The US manufacturing sector expanded in July at a slower pace, according to private data vendor Markit. But the sector expanded at the fastest pace in more than three years, according to an alternative reading by the Institute for Supply Management (ISM).

The Markit US manufacturing PMI slipped to 55.8 in July, down from the 57.3 June reading that was the highest since May 2010. The last reading below 50 came in September 2009.

“Although the pace of growth of manufacturing output slowed in July, it remained close to June’s four year high,” said Chris Williamson, chief economist at Markit.

“The goods-producing sector is therefore on course to provide a significant boost to (gross domestic product) in the third quarter, building on the 4.0% annualized growth surge seen in the second quarter.”

However, ISM said its index of US national factory activity rose to 57.1 in July, the highest since April 2011, from 55.3 in June.

The employment component jumped to 58.2 in July from 52.8 the previous month, hitting its highest since June 2011 and handily beating the expected 53 mark. New orders rose to 63.4 from 58.9.

In Canada, manufacturing activity picked up to its best level in eight months in July.
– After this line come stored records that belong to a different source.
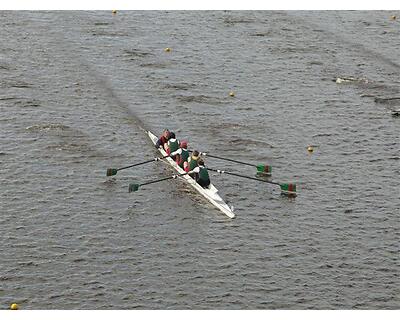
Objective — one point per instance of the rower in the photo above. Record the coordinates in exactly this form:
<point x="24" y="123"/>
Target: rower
<point x="181" y="156"/>
<point x="202" y="177"/>
<point x="192" y="161"/>
<point x="163" y="139"/>
<point x="172" y="144"/>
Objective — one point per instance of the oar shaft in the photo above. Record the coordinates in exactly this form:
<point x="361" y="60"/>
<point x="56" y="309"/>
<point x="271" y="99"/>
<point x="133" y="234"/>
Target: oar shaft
<point x="167" y="178"/>
<point x="243" y="176"/>
<point x="137" y="164"/>
<point x="227" y="159"/>
<point x="140" y="163"/>
<point x="159" y="180"/>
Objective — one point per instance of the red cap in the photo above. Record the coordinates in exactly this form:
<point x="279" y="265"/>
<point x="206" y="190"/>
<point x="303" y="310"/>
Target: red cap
<point x="183" y="144"/>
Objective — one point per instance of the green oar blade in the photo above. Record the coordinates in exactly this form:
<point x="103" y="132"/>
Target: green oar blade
<point x="111" y="172"/>
<point x="264" y="169"/>
<point x="133" y="187"/>
<point x="288" y="188"/>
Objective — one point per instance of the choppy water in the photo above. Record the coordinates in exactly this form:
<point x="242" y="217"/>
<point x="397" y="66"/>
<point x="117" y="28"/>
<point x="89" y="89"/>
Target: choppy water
<point x="75" y="90"/>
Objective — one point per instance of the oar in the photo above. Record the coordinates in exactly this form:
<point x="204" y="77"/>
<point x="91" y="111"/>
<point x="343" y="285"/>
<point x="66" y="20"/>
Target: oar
<point x="113" y="171"/>
<point x="288" y="188"/>
<point x="261" y="168"/>
<point x="135" y="186"/>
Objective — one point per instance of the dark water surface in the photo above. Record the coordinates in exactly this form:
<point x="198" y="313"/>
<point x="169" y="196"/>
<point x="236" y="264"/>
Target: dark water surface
<point x="77" y="87"/>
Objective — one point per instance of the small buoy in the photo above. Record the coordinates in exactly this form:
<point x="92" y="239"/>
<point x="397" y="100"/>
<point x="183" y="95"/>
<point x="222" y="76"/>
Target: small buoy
<point x="14" y="306"/>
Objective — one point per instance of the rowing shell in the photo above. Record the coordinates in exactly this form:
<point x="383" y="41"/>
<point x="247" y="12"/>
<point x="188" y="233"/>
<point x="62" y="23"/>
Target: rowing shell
<point x="210" y="193"/>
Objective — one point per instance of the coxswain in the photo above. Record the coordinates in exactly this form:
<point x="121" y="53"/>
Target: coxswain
<point x="181" y="156"/>
<point x="163" y="140"/>
<point x="172" y="144"/>
<point x="193" y="161"/>
<point x="202" y="177"/>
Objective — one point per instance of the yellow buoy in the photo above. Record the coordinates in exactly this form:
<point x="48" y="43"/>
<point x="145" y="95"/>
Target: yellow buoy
<point x="14" y="306"/>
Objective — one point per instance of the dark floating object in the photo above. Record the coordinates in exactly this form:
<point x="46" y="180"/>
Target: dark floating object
<point x="395" y="113"/>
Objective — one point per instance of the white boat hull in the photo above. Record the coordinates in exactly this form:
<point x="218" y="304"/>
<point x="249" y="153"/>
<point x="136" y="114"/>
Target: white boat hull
<point x="211" y="193"/>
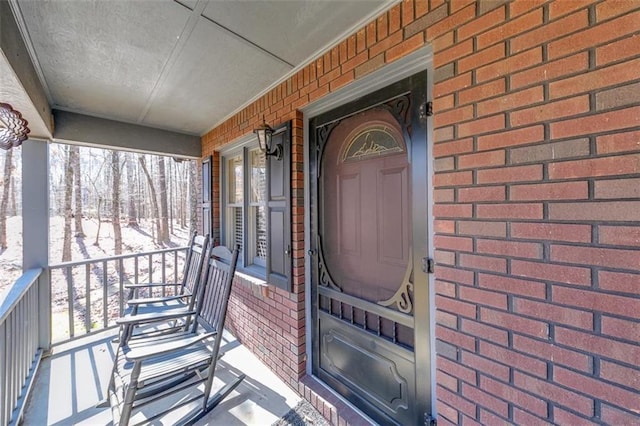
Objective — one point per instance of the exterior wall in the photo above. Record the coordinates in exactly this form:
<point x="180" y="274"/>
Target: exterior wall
<point x="537" y="204"/>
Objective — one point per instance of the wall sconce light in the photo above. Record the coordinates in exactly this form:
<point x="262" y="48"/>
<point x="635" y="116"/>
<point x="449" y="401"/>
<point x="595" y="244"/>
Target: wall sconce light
<point x="264" y="133"/>
<point x="13" y="128"/>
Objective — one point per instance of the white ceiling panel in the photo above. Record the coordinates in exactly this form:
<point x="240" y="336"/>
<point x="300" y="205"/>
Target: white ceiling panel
<point x="103" y="57"/>
<point x="216" y="72"/>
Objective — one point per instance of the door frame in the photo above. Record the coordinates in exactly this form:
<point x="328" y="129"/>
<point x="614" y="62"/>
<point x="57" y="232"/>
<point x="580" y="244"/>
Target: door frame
<point x="418" y="61"/>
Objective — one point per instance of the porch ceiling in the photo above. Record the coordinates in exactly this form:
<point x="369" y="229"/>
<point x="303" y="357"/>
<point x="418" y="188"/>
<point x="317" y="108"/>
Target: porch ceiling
<point x="177" y="65"/>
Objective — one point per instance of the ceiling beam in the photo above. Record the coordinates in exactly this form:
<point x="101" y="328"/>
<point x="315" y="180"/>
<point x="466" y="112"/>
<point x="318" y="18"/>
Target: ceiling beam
<point x="102" y="133"/>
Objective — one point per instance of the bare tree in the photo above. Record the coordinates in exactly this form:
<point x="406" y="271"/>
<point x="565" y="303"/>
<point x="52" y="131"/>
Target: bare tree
<point x="77" y="189"/>
<point x="132" y="217"/>
<point x="5" y="199"/>
<point x="68" y="190"/>
<point x="154" y="198"/>
<point x="115" y="202"/>
<point x="164" y="217"/>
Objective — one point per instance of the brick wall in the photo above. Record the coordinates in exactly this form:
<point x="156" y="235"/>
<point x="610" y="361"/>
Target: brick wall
<point x="537" y="203"/>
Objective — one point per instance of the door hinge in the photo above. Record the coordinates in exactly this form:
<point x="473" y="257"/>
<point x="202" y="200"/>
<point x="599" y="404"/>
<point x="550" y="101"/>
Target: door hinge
<point x="426" y="110"/>
<point x="428" y="265"/>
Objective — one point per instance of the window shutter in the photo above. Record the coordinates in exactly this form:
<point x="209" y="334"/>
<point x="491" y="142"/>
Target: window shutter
<point x="205" y="202"/>
<point x="279" y="212"/>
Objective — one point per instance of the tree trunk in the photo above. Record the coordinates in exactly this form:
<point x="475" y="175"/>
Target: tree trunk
<point x="154" y="199"/>
<point x="68" y="212"/>
<point x="6" y="180"/>
<point x="132" y="221"/>
<point x="193" y="198"/>
<point x="77" y="189"/>
<point x="164" y="216"/>
<point x="115" y="203"/>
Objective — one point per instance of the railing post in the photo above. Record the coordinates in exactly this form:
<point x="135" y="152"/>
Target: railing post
<point x="35" y="227"/>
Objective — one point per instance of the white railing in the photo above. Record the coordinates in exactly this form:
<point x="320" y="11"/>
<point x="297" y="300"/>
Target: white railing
<point x="20" y="351"/>
<point x="89" y="295"/>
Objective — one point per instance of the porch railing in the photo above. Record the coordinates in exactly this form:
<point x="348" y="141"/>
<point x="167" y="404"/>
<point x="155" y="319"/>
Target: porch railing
<point x="20" y="351"/>
<point x="89" y="295"/>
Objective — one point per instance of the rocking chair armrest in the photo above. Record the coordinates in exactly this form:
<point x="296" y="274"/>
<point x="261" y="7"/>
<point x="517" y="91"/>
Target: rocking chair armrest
<point x="153" y="317"/>
<point x="147" y="285"/>
<point x="150" y="300"/>
<point x="139" y="354"/>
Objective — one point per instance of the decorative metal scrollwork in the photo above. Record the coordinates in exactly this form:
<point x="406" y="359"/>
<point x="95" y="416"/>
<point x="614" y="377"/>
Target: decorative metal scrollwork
<point x="324" y="276"/>
<point x="402" y="297"/>
<point x="13" y="128"/>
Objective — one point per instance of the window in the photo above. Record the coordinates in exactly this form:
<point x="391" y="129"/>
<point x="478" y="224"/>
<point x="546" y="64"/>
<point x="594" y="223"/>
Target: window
<point x="256" y="209"/>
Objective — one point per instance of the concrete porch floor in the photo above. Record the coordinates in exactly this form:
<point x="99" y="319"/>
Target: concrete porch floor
<point x="74" y="379"/>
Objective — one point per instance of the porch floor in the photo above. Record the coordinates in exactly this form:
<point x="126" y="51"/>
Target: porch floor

The RBC Canadian Manufacturing Purchasing Managers’ Index rose to a seasonally adjusted 54.3 last month from 53.5 in June, the highest level since last November.
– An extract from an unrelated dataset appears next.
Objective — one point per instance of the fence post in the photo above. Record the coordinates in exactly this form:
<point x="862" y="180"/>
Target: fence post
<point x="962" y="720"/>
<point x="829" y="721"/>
“Canada’s manufacturers kicked off the second half of 2014 on stronger footing, clearly benefiting from improving global economic activity — it’s encouraging to see the momentum,” said Paul Ferley, assistant chief economist at RBC.

“With the US economy pushing ahead, we expect this trend to continue.”

The news was not as good in Latin America.

Brazil’s manufacturing activity dropped for a fourth straight month in July as soccer’s World Cup reduced the number of working days and put further pressure on an already fragile sector.

The HSBC Purchasing Managers’ Index for the Brazilian manufacturing sector fell to a seasonally adjusted 49.1 in July from 48.7 in June.

“While the data is consistent with the slowdown of the economy as a whole, it also reflects disruptions caused by the World Cup in June and July,” said Andre Loes, chief Brazil economist at HSBC, in a note.

Mexico’s manufacturing sector expansion slipped in July to a nine-month low.

The HSBC Mexico Manufacturing Purchasing Managers’ Index ticked down to 51.5 in July from 51.8 in June. July’s reading was the lowest since October.

Mexico exports mostly manufactured goods and sends nearly 80% of its exports to the US. Mexico’s economy posted weak growth in the first quarter after a harsh winter in the US and new taxes hit demand.